In case some existing plugins partly cover your needs, we encourage you to contribute directly to these plugins rather than starting new ones from scratch. Profusion of plugins is good, profusion of plugins doing the same thing or so is not as good (smile)

What does this mean? Well, two things:

  1. That plugin maintainers should do their best to welcome contributions on their plugins (see below);
  2. That people with specific needs should try to work on existing plugins preferably to creating brand new ones, when applicable, of course (see below).

What if my idea seems unique?

Even if, having read the sections below, you believe that you have a unique need to write a plugin, consider the following:

  1. Search the plugin list here or inside Jenkins for something that could potentially be similar
  2. Search the list of plugin repositories for something possibly similar
  3. Search Google for people discussing similar ideas; perhaps there's a plugin not published in the update centre that someone could share
  4. Search the users' and developers' mailing list archives for similar ideas
  5. Talk to us! Many people start writing plugins, then ask us for hosting, only to find out that there was another plugin they had missed; or we may be able to recommend a good approach to use when writing your plugin.
    Get in touch via the jenkinsci-dev mailing list, or stop by IRC

Plugin maintainers: Welcome changes from contributors!

Maintainers, have you read the two following sections in Hosting Plugins?

These two sections are really important as they allow potential contributors to quickly have an access to your plugin's source code and documentation in order to contribute to it.

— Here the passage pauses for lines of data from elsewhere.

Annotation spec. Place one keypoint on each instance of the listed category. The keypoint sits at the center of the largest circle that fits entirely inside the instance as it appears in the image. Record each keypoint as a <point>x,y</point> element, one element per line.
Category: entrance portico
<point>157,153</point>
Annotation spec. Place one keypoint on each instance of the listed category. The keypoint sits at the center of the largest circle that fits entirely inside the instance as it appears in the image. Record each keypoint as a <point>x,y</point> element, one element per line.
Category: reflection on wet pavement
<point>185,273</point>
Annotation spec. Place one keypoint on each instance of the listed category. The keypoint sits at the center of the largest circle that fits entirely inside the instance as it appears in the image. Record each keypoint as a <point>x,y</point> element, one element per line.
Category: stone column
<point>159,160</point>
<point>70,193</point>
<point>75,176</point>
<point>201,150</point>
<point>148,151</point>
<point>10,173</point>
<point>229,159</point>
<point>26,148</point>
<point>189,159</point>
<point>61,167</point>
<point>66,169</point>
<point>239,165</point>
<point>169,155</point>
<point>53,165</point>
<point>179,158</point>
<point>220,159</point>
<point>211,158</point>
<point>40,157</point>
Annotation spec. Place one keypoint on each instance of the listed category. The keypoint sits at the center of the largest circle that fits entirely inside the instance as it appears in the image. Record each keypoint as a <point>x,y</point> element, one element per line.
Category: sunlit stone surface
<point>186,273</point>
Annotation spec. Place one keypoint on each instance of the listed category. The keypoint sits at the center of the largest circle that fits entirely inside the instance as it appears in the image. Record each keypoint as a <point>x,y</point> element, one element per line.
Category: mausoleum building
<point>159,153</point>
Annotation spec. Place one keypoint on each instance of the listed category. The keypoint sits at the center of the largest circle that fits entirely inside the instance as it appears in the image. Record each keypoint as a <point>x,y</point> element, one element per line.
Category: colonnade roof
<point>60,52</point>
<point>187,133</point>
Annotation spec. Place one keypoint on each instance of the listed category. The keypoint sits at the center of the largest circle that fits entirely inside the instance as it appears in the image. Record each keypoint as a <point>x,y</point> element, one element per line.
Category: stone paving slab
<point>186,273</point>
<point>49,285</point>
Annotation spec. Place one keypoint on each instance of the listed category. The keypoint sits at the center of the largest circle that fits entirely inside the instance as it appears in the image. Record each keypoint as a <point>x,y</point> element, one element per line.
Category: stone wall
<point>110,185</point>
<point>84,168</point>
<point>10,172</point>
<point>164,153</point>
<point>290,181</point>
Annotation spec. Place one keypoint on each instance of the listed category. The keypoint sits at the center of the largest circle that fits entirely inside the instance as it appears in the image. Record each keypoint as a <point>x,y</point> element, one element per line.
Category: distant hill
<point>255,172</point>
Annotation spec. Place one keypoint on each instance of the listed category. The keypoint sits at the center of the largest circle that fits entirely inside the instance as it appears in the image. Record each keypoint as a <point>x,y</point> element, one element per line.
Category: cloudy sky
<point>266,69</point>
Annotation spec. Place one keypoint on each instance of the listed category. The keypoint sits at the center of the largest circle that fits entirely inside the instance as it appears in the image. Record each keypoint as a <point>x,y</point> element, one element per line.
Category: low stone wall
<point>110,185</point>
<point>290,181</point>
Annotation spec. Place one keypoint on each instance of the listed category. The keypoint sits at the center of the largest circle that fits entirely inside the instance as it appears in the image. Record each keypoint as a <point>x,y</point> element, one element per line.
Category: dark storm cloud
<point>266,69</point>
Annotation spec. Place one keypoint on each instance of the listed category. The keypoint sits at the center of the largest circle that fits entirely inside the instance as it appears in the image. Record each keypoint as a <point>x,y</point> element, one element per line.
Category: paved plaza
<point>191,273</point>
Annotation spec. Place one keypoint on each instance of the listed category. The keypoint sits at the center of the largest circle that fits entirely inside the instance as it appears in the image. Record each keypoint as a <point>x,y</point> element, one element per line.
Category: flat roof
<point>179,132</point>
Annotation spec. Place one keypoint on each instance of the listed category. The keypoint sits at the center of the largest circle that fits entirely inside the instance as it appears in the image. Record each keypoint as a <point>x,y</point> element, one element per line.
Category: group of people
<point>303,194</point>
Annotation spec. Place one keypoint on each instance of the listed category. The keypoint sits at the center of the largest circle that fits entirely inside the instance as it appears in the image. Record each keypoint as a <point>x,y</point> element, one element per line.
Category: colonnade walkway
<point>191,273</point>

Apart from that, we also recommend applying the following best practices (if you see any other, please add them):

  • Document your code:
    Nothing special to say here, having documented code helps people contributing to it. Would you imagine writing a plugin without having Jenkins' javadoc? The same applies for your plugin (smile)
  • Clearly identify the license(s) which applies to your plugin:
    Licensing is really important when it comes to contributing code. As such, we encourage you to follow one or several of the following practices:
    (1) Add a license header at the top of each of your source code files;
    (2) Add a LICENSE file at the root of your Maven project;
    (3) Fill the <licenses> section of your POM.
    If nothing is defined, your code will be assumed to fall under the MIT license terms.
  • Welcome change:
    Well, nothing to say here also... Avoid the "NoDeByMe" (not developed by me) phobia. Jenkins would not be what it is today if it was reluctant to changes (smile)
  • Emphasize the fact that your plugin gets orphan:
    If you don't maintain your plugin anymore, emphasize it in the wiki. We're sure many people will be happy to take over for you.
  • Finally, answer e-mails:
    This principle actually goes along with welcoming changes. If somebody sends you a mail to contribute to your plugin, pay attention to it, and welcome it.

People with different needs: Work on existing plugins!

Before starting a brand new plugin, we encourage you to do the following:

  1. Search for existing plugins that cover your needs.
  2. If some plugins partly cover your needs:
    • Check if the licensing terms are compliant with what you expect (note: most of Jenkins' plugins are covered by the MIT license);
    • Take a look at the plugin's source code/documentation to see if you can, technically speaking, bring in the changes you need;
    • Contact the maintainer (both directly and through the Jenkins developer discussion list) to engage a discussion on how to contribute the changes you need. Some of the maintainers will just say "go ahead and bring in your changes", some will be happy to provide you with more help, some will even possibly code for you.
      If you don't get an answer from the maintainer after a few days, contact him/her/them again and be patient for a few more days as he/she/they might simply be away for some time.
      If you really don't get an answer (or a negative one), well, it might be time for you to start your own plugin.
  3. If you cannot find a plugin that looks similar to what you need, drop an email to the Jenkins developer list to see if:
    • There is a plugin, but it was not obvious that it could help you
    • Someone already has a "private" version of a plugin that they are using, that they may want to share now they know that someone else has a similar need
    • There are developers that want to help you write and/ or test your new plugin
  4. If no plugins cover your needs, well, go ahead and happy coding!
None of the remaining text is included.